Important
NeMo 2.0 is an experimental feature and currently released in the dev container only: nvcr.io/nvidia/nemo:dev. Please refer to NeMo 2.0 overview for information on getting started.
Changing Embedding Type
This section shows an example of changing the embedding type for T5 models.
Assume you want to train a 220M T5 model. Instead of using the default absolute learnable position embeddings, you want to use relative position embeddings.

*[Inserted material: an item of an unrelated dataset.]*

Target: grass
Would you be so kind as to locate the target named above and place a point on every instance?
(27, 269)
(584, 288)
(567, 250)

First, you may want to check the training configuration file in
conf/training/<model_type>/<model_size>.yaml
. In this case it is
conf/training/t5/220m.yaml
. This file contains
all supported configurations. In this case the configurations of interest are:
position_embedding_type: 'learned_absolute' # Position embedding type. Options ['learned_absolute', 'relative']
relative_attention_num_buckets: 32 # Relative position number of buckets for computing the bias
relative_attention_max_distance: 128 # max_distance to keep relative distance in the attention_num_buckets.
For Slurm-based systems, you can directly modify the configuration file in line. In this case, you change above three lines into:
position_embedding_type: 'relative' # Position embedding type. Options ['learned_absolute', 'relative']
relative_attention_num_buckets: 32 # Relative position number of buckets for computing the bias
relative_attention_max_distance: 128 # max_distance to keep relative distance in the attention_num_buckets.
Submit the training job with the modified configuration file.
For BCP, you can override the default configurations by adding the argument
training.model.position_embedding_type='relative'
when you submit
the training job.
For more details on submitting training jobs on Slurm and BCP systems, see Model Training.